Thursday, May 7, 2009

Done yet, Elihu?

I'm a bit anxious to resume this study and even more ready to be done with Elihu. So I'm plowing through Job 35–37 today. The problem with his advice to Job is mostly the general spirit in which he gives it, although he makes some major factual missteps, too.

The best way to summarize Elihu's arrogance is his statement about himself in Chapter 36: "One perfect in knowledge is with you." Seems a bit off for him to be chastising Job's pride when he's calling himself Mr. Perfect Smartypants. But he's guilty of more than just spiritual snobbery; Elihu is acting as God's PR agent.

There are those who blaspheme God. There are those who defend God against all criticism. Both parties fail to know God as He truly is, usually because of one of two mistakes. They either expect Him to behave as a human constrained by time, space, and social standards of general politeness or they dismiss Him as so completely separate and distant from humanity that no part of Him needs to make any sense to us whatsoever. Whatever explanation will satisfy our preconceived notions about God—be you skeptic or believer—that's the one toward which we will happily gravitate.

A) God doesn't need a PR agency. I'm not saying we shouldn't defend our faith, but I do think we should be less defensive about it, particularly when it's an older, wiser brother or sister with whom we disagree. Instead of feeling responsible for making everyone align with our views on everything, it's not a bad idea to listen and think every once in awhile.

B) Just because God doesn't answer doesn't mean He don't care. Garth Brooks taught me that, and it's true. Elihu criticized Job for longing for an answer from God, arguing that God doesn't relate to us on that level; that's probably because Elihu didn't relate to God on that level. For all his ramblings about the power of God, he missed the love of God completely.

That would truly be a shame. God, I recognize your power, I can't fathom your immensity, and I'm not nearly grateful enough for your love. I can't wait to read your response to man's rants and raves.


  1. Hi, Adam -

    Glad to run across your Bible blog (via Twitter and a shared attachment to the Cubs)!

    It's been a while since I read through the whole book of Job, but I seem to remember that when Elihu is done, God appears, and says the EXACT SAME THING to Job.

    Perhaps you shouldn't be so hard on the guy. ;)

    Elihu is not saying, as Job's allegedly older & wiser "friends" did, that Job is being punished for hidden unrighteous and is refusing to confess. He is making a different point altogether: that Job has no right to demand that God give an account for his misfortunes, that God works mercy in ways we may not understand, and that Job is wrong to suspect God - as he has! - of treating him unfairly.

    As for his attitude, well, he may be a little cocky, a little bold, but he's certainly not an arrogant jerk. He's speaking up as a young man in a culture that requires deference to elders, and he has spent the last thirty chapters deferring to them! Given that Job's other friends are fruitlessly accusing Job, and Job seems to be losing patience with God, I think the devout young man may be forgiven a little for advocating for his own right to speak. He listened first to the arguments of others, and thinks he can do better.
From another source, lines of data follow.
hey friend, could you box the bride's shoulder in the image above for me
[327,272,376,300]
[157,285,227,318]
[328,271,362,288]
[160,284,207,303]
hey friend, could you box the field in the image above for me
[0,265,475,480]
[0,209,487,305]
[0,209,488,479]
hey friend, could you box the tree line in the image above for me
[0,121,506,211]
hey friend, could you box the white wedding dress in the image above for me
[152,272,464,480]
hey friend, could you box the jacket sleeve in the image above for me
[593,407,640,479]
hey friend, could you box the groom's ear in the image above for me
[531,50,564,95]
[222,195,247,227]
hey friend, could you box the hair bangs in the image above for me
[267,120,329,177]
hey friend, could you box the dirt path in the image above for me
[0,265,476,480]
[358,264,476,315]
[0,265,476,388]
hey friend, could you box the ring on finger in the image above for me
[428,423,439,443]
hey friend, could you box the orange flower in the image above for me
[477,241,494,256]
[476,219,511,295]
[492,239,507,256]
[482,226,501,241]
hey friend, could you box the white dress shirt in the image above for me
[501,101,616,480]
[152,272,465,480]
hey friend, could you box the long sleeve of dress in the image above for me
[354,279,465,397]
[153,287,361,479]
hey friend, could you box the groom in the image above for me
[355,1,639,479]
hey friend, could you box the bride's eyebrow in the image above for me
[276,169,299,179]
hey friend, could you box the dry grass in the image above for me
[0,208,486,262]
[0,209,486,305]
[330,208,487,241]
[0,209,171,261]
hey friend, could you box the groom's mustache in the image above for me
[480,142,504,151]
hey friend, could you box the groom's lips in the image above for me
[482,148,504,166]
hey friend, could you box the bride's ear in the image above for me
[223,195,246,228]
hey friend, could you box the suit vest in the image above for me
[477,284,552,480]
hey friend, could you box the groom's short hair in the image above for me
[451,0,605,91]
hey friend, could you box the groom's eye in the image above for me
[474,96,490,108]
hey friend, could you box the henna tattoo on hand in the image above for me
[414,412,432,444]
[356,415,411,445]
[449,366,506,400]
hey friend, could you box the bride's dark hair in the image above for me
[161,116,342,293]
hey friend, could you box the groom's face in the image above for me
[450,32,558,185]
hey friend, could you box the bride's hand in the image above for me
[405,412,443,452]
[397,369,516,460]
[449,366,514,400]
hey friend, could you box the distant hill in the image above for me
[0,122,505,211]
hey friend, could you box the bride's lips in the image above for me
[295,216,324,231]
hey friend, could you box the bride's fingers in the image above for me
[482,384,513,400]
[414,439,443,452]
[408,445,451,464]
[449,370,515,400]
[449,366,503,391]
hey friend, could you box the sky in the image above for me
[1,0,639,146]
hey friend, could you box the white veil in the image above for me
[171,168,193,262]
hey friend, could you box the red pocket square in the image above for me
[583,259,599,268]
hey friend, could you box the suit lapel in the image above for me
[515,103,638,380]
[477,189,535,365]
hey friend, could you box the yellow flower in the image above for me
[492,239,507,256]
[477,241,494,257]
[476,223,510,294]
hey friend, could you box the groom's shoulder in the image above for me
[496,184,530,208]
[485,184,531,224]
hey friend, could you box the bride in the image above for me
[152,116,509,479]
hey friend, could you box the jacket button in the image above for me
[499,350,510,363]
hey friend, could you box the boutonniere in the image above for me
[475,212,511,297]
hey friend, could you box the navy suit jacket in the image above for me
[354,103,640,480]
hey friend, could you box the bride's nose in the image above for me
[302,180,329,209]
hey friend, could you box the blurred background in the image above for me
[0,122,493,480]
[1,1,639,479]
    Given God's response, I suspect he did.

  2. Thanks for reading and responding, CircleReader. I appreciate the thoughts even if I do disagree.

    A couple of important distinctions you might want to look over:

    1. Elihu doesn't say it as directly, but he does essentially restate that God ignores the pleas of those too obstinate to repent but comes to the rescue of those who are oppressed unfairly or who repent (particularly Ch. 36). He definitely attempts to make it clear that Job's continued suffering comes as a result of his refusal to repent.

    2. Elihu speaks as one who completely understands God, yet he also asserts that God is beyond our reach. It appears he has no idea of exactly how deeply, intimately, and eternally God loves us.

    What I think stands out most of all is what Elihu and the others never say. They never say, "You didn't have this coming." Ever. In fact, Elihu's motivation is painted as the deep frustration that no one has gotten Job to repent yet. They all speak in an attempt to teach Job rather than learn from what he's going through, because they all act as though they understand what's going on.

    That is God's primary accusation against Job and those who counseled him, and I'll expound more when I finally write about the next few chapters (where have I been, sheesh, it's inexcusable!?!). It's the way they speak about God as though they have figured Him out. That really is the gist of the final chapters. God extensively and thoroughly describes just a few examples that men have no clue what it's like to think and act as God does. But that doesn't mean He doesn't relate to us. He is intimately involved with the mundane details in the lives of animals. Okay, I'll stop for now until I'm actually blogging. :)

    I do agree that Elihu probably did a better job than the other three, but it is Job, not Elihu, who God says spoke what was right about Him (in ch. 42). And Job was the one singled out by God as His favored servant.

  3. I enjoyed reading this on Elihu and I actually think Elihu is the "who" in 38:2. Elihu spoke things that were true, but 'in God's stead'(33:6) is alarming. There is a difference between'mediator' and 'stead.
    When people talk about God there may be untruth mixed with truth. It seems like the miserable comforters could be prayed for as they were redeemable.